Regex

RegexOne

charsets
defined by enclosing in [] the characters or range of characters you want to match. Then it finds every occurance of the pattern you have defined.

[abc]
will match a, b, and c (every occurrence of each letter)

[abc]zz
will match azz, bzz, and czz.

You can also use a - dash to define ranges:
[a-c]zz
is the same as above.

And then you can combine ranges together:
[a-cx-z]zz
will match azz, bzz, czz, xzz, yzz, and zzz.

Most notably, this can be used to match any alphabetical character:
[a-zA-Z]
will match any single letter (lowercase or uppercase).

You can use numbers too:
file[1-3]
will match file1, file2, and file3.

Then, there is a way to exclude characters from a charset with the ^ hat symbol, and include everything else.
[^k]ing
will match ring, sing, $ing, but not king.

Of course, you can exclude charsets, not just single characters.
[^a-c]at
will match fat and hat, but not bat or cat.

The wildcard that is used to match any single character (except the line break) is the . dot.
a.c
will match aac, abc, a0c, a!c, and so on.

Also, you can set a character as optional in your pattern using the ? question mark.
abc?
will match ab and abc, since the c is optional.

If you want to search for . a literal dot, you have to escape it with a reverse slash.
a.c
will match a.c, but also abc, a@c, and so on.
a.c
will match just a.c

\d is used to match any single digit.

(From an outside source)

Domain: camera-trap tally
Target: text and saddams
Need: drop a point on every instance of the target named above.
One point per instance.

Here's a reference:
\d matches a digit, like 9
\D matches a non-digit, like A or @
\w matches an alphanumeric character, like a or 3
\W matches a non-alphanumeric character, like ! or #
\s matches a whitespace character (spaces, tabs, and line breaks)
\S matches everything else (alphanumeric characters and symbols)

Note: Underscores _ are included in the \w metacharacter and not in \W. That means that \w will match every single character in test_file.

Often we want a pattern that matches many characters of a single type in a row, and we can do that with repetitions. For example, {2} is used to match the preceding character (or metacharacter, or charset) two times in a row. That means that z{2} will match exactly zz.

Here's a reference for each repetition along with how many times it matches the preceding pattern:

{12} - exactly 12 times.
{1,5} - 1 to 5 times.
{2,} - 2 or more times.
* - 0 or more times.
+ - 1 or more times.

Sometimes it's very useful to specify that we want to search by a certain pattern in the beginning or the end of a line. We do that with these characters:
^ - starts with
$ - ends with

So for example, if you want to search for a line that starts with abc, you can use ^abc.
If you want to search for a line that ends with xyz, you can use xyz$.

Note: The ^ hat symbol is used to exclude a charset when enclosed in [square brackets], but when it is not, it is used to specify the beginning of a word.

You can also define groups by enclosing a pattern in (parentheses). This function can be used for many ways that are not in the scope of this tutorial. We will use it to define an either/ or pattern, and also to repeat patterns. To say "or" in Regex, we use the | pipe.

For an "either/or" pattern example, the pattern during the (day|night) will match both of these sentences: during the day and during the night.
For a repetition example, the pattern (no){5} will match the sentence nonononono.